Our Research

Quantifying Stablecoin Deviations and Infrastructure Integrity 

Analyzing the risk of holding stablecoins by investigating depegging problems, infrastructure integrity, and similarities to money market funds. 

Sentiment Analysis in Cryptocurrency Markets 

Leveraging the role of news for the cryptocurrency market sentiment in predicting volatility. Creating index-based features to leverage Natural Language Processing (NLP) models for forecasting.

Efficiency and Dynamics in Decentralized Exchanges 

Studying models for liquidity provision in Automated Market Making (AMM)-based Dexes, identifying differences with traditional order book-based exchanges, and analyzing pros and cons. Investigating price discovery mechanisms and improving automated liquidity management techniques.

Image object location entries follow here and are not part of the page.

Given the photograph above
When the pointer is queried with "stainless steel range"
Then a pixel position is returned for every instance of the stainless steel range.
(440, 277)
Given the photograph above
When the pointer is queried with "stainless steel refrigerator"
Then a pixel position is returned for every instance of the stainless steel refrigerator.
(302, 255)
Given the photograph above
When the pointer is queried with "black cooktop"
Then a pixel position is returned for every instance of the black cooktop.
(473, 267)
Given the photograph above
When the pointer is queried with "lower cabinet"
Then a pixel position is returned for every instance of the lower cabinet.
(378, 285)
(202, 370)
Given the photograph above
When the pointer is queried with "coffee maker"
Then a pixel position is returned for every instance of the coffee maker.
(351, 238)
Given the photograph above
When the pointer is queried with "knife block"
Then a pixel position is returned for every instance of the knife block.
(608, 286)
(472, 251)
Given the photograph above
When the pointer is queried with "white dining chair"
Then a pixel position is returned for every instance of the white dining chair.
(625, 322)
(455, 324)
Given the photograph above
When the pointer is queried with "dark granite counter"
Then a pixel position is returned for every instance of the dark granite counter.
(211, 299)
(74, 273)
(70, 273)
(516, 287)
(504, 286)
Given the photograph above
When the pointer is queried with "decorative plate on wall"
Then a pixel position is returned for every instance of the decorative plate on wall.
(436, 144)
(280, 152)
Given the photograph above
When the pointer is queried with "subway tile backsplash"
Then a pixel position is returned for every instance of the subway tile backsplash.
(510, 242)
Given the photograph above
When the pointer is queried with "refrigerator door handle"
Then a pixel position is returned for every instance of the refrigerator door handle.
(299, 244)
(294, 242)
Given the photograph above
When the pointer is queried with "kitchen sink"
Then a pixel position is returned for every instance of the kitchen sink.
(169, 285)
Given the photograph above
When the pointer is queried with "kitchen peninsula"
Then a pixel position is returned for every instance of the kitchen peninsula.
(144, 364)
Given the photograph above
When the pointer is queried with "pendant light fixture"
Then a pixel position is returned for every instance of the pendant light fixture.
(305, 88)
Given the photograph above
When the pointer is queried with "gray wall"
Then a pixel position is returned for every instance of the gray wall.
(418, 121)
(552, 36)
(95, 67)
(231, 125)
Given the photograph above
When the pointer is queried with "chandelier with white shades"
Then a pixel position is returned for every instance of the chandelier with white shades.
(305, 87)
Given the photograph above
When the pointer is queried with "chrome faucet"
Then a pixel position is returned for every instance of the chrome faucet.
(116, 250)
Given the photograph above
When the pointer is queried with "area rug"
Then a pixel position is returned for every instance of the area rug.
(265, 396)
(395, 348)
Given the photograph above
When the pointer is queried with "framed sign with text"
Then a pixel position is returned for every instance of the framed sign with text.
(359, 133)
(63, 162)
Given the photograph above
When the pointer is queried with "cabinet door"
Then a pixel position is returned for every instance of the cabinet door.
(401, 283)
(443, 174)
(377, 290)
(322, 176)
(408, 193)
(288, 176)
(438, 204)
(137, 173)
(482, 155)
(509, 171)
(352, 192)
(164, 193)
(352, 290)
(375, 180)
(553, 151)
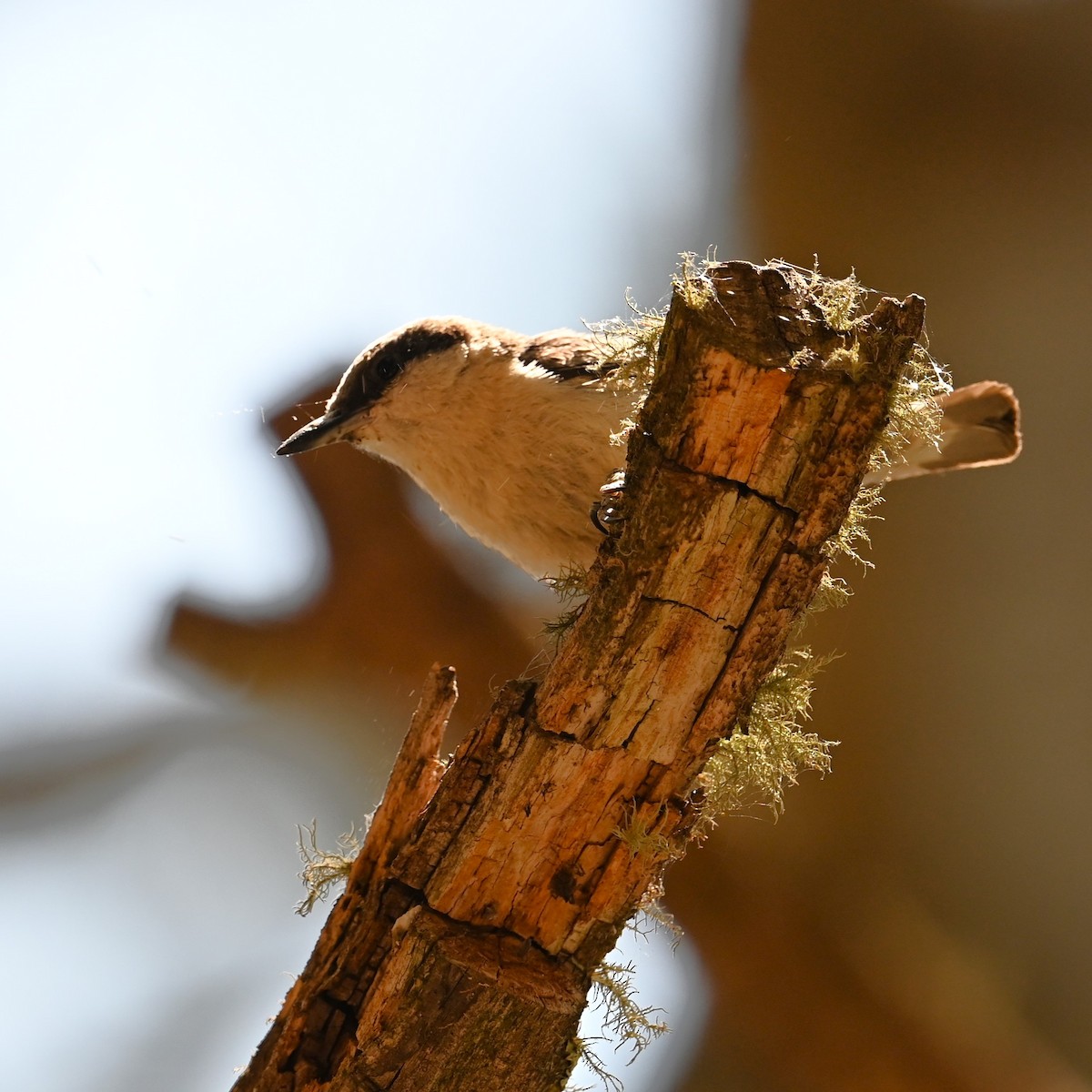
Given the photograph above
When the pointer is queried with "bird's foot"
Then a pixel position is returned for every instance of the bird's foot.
(607, 513)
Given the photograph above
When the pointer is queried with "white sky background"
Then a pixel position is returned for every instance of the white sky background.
(203, 206)
(207, 203)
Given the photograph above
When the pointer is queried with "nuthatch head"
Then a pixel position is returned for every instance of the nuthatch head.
(512, 435)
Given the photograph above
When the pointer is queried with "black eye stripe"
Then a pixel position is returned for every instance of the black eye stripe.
(375, 374)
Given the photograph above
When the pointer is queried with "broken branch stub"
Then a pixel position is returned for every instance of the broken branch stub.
(461, 953)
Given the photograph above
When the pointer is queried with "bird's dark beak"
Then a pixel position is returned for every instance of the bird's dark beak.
(323, 430)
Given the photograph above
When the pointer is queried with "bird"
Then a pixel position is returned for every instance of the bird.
(511, 435)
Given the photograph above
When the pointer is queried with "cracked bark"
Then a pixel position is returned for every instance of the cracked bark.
(460, 955)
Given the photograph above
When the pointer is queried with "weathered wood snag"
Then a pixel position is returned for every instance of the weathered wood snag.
(459, 956)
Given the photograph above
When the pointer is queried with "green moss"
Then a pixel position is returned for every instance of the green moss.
(323, 872)
(628, 1021)
(767, 751)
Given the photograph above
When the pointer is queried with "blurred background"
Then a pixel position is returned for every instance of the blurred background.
(207, 210)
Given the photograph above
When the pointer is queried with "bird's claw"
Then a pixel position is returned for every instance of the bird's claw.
(607, 512)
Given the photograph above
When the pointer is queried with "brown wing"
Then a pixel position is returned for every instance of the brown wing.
(568, 356)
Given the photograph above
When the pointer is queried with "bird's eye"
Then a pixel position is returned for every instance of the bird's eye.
(387, 369)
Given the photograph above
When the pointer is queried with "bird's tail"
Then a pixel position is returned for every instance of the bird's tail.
(981, 427)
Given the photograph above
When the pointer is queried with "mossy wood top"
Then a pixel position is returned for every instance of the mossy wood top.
(460, 956)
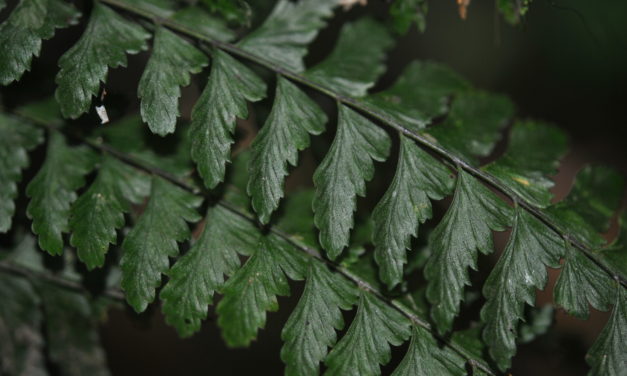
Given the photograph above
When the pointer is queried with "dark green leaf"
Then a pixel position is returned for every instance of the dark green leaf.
(283, 37)
(172, 61)
(513, 282)
(72, 332)
(130, 136)
(310, 330)
(197, 274)
(524, 169)
(21, 343)
(406, 12)
(513, 10)
(154, 238)
(425, 358)
(230, 85)
(464, 230)
(286, 131)
(253, 290)
(21, 34)
(581, 283)
(297, 218)
(615, 255)
(342, 176)
(366, 345)
(419, 94)
(356, 61)
(607, 356)
(160, 8)
(45, 111)
(105, 43)
(473, 125)
(99, 212)
(53, 190)
(419, 177)
(16, 139)
(237, 11)
(537, 323)
(589, 207)
(194, 18)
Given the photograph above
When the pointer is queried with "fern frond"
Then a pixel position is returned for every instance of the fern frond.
(172, 61)
(465, 229)
(470, 127)
(223, 100)
(16, 139)
(154, 238)
(286, 131)
(342, 174)
(22, 33)
(105, 43)
(53, 190)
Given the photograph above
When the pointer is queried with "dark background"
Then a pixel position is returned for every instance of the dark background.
(566, 63)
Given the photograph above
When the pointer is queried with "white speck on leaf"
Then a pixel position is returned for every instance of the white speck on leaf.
(102, 114)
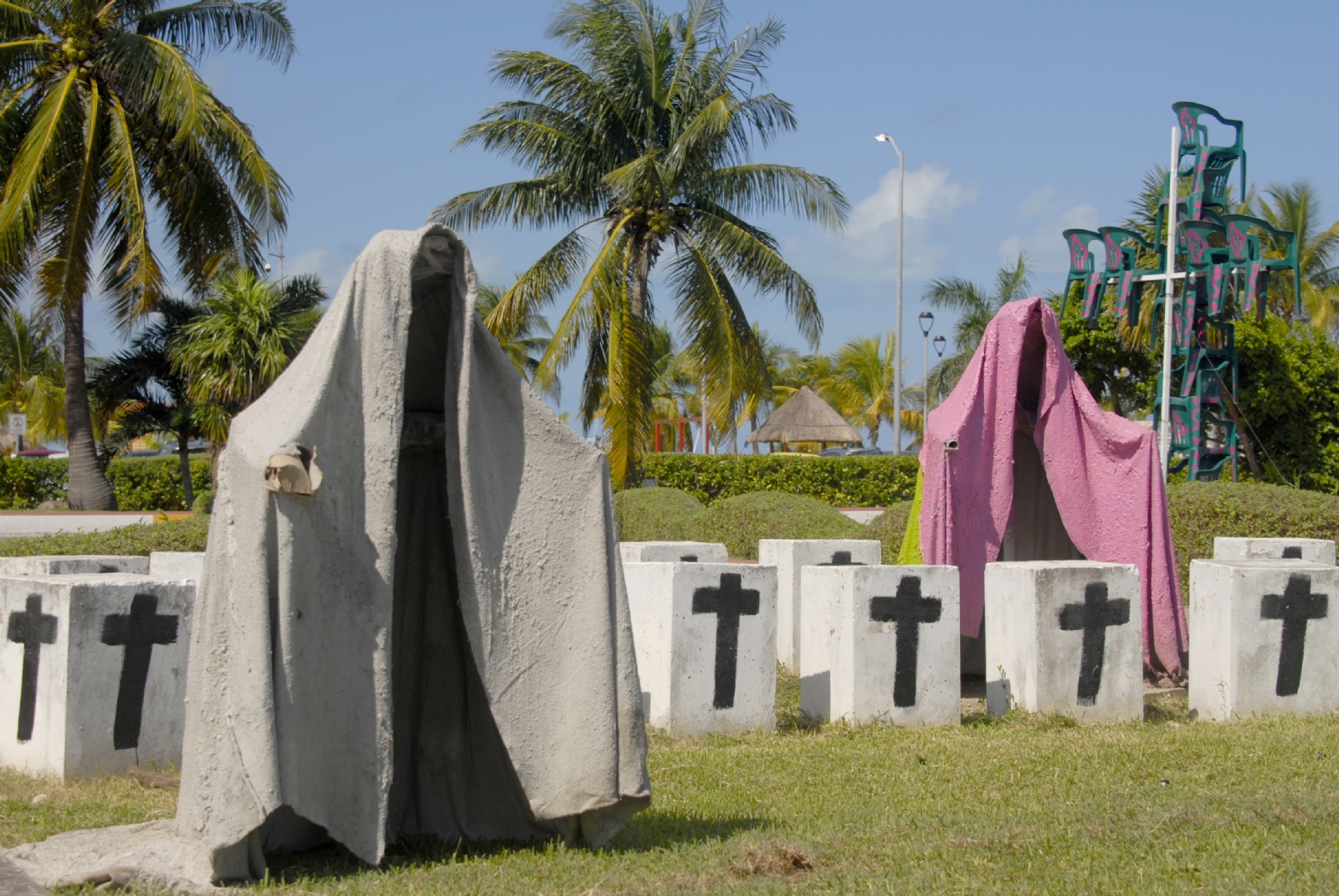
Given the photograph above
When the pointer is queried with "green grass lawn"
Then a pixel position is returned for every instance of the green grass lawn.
(1014, 805)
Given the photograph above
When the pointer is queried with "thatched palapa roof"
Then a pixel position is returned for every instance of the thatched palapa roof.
(805, 417)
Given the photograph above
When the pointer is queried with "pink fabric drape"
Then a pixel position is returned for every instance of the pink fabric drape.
(1104, 470)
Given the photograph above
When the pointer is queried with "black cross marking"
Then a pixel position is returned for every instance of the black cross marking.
(1295, 606)
(33, 628)
(137, 632)
(908, 610)
(729, 603)
(1093, 617)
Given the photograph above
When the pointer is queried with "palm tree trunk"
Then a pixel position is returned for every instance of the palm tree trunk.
(184, 453)
(89, 488)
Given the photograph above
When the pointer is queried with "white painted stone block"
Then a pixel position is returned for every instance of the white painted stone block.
(881, 644)
(177, 564)
(93, 673)
(673, 552)
(1265, 637)
(706, 641)
(1309, 550)
(73, 566)
(789, 557)
(1065, 637)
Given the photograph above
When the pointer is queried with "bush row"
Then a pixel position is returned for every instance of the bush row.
(861, 481)
(141, 483)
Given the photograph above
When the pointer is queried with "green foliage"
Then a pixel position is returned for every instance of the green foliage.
(1290, 396)
(174, 535)
(861, 481)
(141, 484)
(651, 515)
(1202, 510)
(741, 521)
(890, 528)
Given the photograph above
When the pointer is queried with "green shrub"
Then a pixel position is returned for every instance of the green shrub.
(861, 481)
(176, 535)
(140, 483)
(890, 528)
(741, 521)
(651, 515)
(1202, 510)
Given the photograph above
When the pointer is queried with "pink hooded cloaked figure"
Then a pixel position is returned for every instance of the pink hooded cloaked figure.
(1022, 463)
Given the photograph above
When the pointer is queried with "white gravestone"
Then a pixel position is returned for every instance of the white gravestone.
(1309, 550)
(881, 644)
(1265, 637)
(790, 556)
(706, 641)
(673, 552)
(73, 566)
(1065, 637)
(177, 564)
(93, 673)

Reinforcement Learning for Dynamic Position Management in Decentralized Finance 

Managing dynamic Uniswapv3 positions and moving windows to enhance liquidity management techniques through reinforcement learning. 

Prevention and Identification of Miner Etractable Value (MEV) Activities 

Studying the problem of MEV transactions and analyzing patterns. Creating algorithms to prevent and identify MEV activities, utilizing on-chain data. Aiming to understand and mitigate the risks associated with MEV in the blockchain ecosystem.

Cryptocurrency Volatility Forecasting

Utilizing a blend of classical econometric methods and cutting-edge techniques like graph neural networks to forecast the cryptocurrency market's volatility. Comparing these forecasts with more established asset classes, such as equities, to understand cryptocurrency volatility's unique dynamics and challenges.